Childhood asthma is a frequent clinical occurrence associated with respiratory impairments and airway inflammation, which requires immediate treatment and long-term care. The discussed disorder can considerably worsen overall health conditions, reduce the quality of life, and increase the risk of life-threatening implications. The provided asthma-associated case study can be beneficial for reviewing short-term and long-term treatment options efficient for treating the given patient. Furthermore, one’s potential education can be ultimately useful for achieving sufficient treatment outcomes as well as organizing appropriate preventive and therapeutic actions.
The provided clinical case exemplifies moderate persistent asthma that requires immediate intervention. It is evident that short-acting beta2-adrenergic agonists (SABA), systemic and inhaled corticosteroids, as well as anti-inflammatory medications, can provide quick symptomatic relief by reducing such aberrations as wheezing and bronchoconstriction present in the reviewed patient, normalizing respiration, and improving overall health. Furthermore, such drugs as inhaled steroids, leukotriene modifiers, nedocromil, cromolyn sodium, and methylxanthine can assist in providing long-term asthma control, stabilizing respiratory functions, and preventing possible asthma exacerbations and inappropriate lung growth in children (Woo & Robinson, 2015). It is estimated that a combination of SABAs and inhaled corticosteroids is useful for managing acute asthmatic exacerbations and maintaining normal respiratory functions (Arcangelo & Peterson, 2013). The beta2-adrenergic agonists like albuterol and levalbuterol are capable of exerting “their bronchodilatory effects through β2 adrenoceptors (β2ARs) located on airway smooth muscle (ASM) cells” and providing significant airway relaxation by activating the aforementioned receptors, whereas the steroid medications are efficient in decreasing airway inflammation and airway hyperresponsiveness by lessening the number of circulating inflammatory mast cells and eosinophils in the respiratory tract (Billington, Penn, & Hall, 2017, p. 23). Furthermore, the use of inhaled corticosteroids can be also beneficial for relieving airway obstruction, normalizing respiratory functions, asthma control, and minimizing the risk of asthmatic exacerbations.

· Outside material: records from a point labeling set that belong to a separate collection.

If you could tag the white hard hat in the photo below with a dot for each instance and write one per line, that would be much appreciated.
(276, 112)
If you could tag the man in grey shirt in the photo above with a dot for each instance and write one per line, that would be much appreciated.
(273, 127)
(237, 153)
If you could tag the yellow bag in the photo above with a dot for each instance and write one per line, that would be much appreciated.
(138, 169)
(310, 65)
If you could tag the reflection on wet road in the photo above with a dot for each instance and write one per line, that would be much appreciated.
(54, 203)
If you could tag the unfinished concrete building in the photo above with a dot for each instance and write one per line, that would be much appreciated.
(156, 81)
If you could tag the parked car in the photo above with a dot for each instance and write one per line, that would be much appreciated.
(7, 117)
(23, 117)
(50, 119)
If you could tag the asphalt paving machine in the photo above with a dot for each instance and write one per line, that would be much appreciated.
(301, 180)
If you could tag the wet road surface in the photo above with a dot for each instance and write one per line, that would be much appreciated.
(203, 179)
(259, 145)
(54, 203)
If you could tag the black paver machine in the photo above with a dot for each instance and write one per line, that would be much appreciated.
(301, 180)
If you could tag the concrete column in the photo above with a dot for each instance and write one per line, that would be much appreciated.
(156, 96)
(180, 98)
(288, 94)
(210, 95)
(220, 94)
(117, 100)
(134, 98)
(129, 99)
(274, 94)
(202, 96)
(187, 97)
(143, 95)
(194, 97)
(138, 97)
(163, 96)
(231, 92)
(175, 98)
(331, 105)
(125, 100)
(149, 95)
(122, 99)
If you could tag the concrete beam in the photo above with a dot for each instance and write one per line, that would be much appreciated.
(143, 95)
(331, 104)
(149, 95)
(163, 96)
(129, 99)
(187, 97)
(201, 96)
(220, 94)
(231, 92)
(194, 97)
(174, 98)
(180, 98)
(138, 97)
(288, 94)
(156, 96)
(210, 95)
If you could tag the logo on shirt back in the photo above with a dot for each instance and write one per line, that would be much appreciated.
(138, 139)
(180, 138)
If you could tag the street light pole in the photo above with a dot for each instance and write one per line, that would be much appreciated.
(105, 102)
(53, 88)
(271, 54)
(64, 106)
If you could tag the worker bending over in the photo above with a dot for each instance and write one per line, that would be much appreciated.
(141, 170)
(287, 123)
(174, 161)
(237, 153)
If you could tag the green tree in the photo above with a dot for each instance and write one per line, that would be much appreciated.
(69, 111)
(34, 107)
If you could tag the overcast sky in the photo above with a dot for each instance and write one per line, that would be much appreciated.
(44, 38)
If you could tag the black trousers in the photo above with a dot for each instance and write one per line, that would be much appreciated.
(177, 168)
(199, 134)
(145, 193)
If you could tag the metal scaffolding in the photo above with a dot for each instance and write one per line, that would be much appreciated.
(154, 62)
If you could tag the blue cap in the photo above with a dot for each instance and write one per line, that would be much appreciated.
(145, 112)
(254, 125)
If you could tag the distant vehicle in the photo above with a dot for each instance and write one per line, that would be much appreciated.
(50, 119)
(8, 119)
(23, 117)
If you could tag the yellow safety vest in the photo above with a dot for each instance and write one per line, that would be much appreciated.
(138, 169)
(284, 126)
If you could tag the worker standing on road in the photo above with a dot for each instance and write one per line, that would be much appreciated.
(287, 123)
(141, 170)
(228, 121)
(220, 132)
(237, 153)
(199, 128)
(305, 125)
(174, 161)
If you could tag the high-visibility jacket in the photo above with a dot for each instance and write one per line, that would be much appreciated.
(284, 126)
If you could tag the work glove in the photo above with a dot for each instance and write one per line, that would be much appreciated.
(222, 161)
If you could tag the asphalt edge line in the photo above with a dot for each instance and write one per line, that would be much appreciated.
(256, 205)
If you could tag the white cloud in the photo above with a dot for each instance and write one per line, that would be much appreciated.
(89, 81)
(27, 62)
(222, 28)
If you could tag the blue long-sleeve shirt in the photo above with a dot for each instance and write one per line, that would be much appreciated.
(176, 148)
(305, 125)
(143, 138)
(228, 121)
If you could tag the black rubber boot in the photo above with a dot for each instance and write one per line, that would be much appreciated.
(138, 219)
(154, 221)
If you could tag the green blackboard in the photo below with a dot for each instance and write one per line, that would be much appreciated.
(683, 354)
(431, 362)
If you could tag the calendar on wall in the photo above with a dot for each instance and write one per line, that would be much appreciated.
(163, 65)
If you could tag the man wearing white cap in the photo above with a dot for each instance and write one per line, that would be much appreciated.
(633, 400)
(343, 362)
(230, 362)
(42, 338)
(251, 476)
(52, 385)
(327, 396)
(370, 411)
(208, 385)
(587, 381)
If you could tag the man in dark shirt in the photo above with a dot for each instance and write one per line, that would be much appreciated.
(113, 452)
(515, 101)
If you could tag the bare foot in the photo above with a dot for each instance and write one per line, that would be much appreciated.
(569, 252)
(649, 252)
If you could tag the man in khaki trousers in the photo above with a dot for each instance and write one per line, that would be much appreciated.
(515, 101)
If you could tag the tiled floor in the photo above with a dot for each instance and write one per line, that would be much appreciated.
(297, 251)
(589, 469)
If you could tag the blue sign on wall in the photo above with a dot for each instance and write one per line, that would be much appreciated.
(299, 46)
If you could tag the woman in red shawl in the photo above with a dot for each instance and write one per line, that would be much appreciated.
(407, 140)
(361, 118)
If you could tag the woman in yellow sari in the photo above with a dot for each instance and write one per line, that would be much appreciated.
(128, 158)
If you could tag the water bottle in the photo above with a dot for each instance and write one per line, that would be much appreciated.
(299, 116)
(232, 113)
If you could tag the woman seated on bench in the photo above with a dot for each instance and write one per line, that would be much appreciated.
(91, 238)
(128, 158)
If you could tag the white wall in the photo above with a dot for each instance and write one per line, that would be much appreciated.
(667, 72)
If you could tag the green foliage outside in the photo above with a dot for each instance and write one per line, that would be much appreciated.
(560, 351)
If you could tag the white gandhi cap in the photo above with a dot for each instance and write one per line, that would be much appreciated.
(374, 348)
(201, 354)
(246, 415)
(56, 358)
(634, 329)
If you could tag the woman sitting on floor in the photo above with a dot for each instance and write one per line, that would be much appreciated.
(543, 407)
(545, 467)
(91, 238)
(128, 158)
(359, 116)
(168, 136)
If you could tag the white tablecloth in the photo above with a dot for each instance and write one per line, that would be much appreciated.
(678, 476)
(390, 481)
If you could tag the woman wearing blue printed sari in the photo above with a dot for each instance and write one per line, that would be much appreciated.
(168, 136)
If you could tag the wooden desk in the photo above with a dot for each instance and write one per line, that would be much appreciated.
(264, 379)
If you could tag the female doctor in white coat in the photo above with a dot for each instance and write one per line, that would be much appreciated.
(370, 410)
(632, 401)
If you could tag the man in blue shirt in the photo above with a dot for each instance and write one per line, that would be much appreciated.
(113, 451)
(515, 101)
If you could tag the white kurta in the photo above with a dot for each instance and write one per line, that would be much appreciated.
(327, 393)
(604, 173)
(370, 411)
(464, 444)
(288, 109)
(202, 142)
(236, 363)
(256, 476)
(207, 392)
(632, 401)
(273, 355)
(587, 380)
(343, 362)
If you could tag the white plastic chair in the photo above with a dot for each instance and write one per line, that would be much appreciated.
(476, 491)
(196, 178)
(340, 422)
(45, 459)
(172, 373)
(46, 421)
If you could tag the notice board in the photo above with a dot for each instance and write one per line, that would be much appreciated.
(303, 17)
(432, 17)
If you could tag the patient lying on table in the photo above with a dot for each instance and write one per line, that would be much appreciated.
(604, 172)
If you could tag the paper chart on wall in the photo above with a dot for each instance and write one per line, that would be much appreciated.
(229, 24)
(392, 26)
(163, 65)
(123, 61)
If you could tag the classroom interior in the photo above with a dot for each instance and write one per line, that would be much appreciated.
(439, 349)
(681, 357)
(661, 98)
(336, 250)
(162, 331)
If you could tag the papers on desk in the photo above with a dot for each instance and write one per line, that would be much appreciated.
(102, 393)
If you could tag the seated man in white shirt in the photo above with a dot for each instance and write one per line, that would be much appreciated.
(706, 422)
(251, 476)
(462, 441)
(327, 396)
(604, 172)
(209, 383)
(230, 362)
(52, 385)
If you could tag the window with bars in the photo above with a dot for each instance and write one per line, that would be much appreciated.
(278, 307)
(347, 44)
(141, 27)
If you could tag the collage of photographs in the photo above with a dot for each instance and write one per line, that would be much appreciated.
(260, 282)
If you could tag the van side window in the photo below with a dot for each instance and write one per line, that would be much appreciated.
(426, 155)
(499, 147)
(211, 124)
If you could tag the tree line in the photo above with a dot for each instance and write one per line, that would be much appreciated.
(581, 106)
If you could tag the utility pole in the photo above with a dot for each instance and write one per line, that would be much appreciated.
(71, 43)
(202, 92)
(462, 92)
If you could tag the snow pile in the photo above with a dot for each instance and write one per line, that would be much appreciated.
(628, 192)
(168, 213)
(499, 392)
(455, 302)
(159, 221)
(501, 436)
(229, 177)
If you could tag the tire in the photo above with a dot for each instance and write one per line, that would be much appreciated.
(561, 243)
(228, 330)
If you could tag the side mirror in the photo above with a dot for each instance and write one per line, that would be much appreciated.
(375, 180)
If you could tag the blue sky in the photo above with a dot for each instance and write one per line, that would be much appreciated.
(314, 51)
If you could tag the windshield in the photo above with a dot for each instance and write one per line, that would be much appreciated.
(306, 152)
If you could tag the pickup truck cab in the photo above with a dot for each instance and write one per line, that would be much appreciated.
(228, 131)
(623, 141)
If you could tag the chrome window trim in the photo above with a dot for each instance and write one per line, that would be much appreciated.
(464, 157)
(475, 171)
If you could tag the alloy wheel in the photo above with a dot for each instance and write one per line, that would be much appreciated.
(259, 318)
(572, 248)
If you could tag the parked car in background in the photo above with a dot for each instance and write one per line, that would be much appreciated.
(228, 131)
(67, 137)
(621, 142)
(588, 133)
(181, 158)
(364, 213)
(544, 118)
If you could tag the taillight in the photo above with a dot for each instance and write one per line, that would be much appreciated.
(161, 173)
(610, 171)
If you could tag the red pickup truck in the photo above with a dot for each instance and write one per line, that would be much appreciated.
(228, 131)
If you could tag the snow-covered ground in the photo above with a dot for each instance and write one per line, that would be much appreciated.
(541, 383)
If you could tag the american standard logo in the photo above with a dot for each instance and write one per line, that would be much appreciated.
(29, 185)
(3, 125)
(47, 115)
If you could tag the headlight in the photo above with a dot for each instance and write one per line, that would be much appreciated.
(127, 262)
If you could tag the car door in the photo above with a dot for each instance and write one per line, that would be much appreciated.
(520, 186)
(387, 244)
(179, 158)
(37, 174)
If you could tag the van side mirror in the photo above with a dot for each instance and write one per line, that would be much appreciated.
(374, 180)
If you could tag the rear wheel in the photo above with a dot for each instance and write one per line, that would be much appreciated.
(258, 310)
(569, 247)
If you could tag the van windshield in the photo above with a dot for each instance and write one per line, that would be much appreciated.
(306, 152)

Patient education is important for achieving sufficient treatment outcomes. Patients, as well as their caregivers, have to be aware that adherence to the prescribed treatment regimen and recommendations, reporting adverse effects, and regular physical evaluation along with cooperative communication with a physician can assist in stabilizing the patient’s condition and preventing asthma progression. Therefore, asthma is a severe acute or chronic respiratory abnormality that requires competent treatment and care. It is estimated that inhaled SABA, as well as inhaled and systemic corticosteroids, are efficient for achieving short-term therapy goals, whereas leukotriene modifiers, methylxanthines, and anti-inflammatory agents demonstrate normal heir efficacy in providing long-term asthma control and maintaining normal respiratory functioning. Lastly, a patient’s teaching is a critical component of successful medication.
The short-term option for this child diagnosed with asthma will be bronchodilators to quickly relieve his symptoms by opening swollen airways that are limiting breathing (Saglani, Fleming, Sonnappa, & Bush, 2019). Long-term options include Inhaled corticosteroids, Leukotriene modifiers, Long-acting beta agonists, and Combination inhalers. Corticosteroids are the first line of treatment for severe acute asthma, because of the inflammatory process. Steroids control airway inflammation through a number of mechanisms, such as reducing the number and activation of lymphocytes, eosinophils, mast cells, and macrophages; suppressing the production of cytokines, tumor necrosis factor-α, granulocyte-macrophage colony-stimulating factor, adhesion molecules, and inducible enzymes, including nitric oxide synthase and cyclooxygenase-2. The step-up approach involves beginning with low-dose treatment and increasing intensity at subsequent visits if control is not achieved (Bateman et al., 2019). When selecting the medication and dosage, the provider must take into account the risk to the patient, severity of disease, and potential for impairment.
The goal of asthma treatment is to decrease symptoms and reduce airway inflammation and hyperreactivity. Healthcare provider should develop written asthma action plan with the patient and his mother for self-management, so they know how to recognize the severity of its symptoms (peak flow) and what to do (Bateman et al., 2019). Patient should be educated on ways to control exposures to allergens. An allergy test will be a good plan to identify the patient’s allergy (Bateman et al., 2019). The patient may need a referral to a pulmonologist if symptoms are uncontrolled with the current regiment. Pulmonary function testing may be necessary in this child’s case.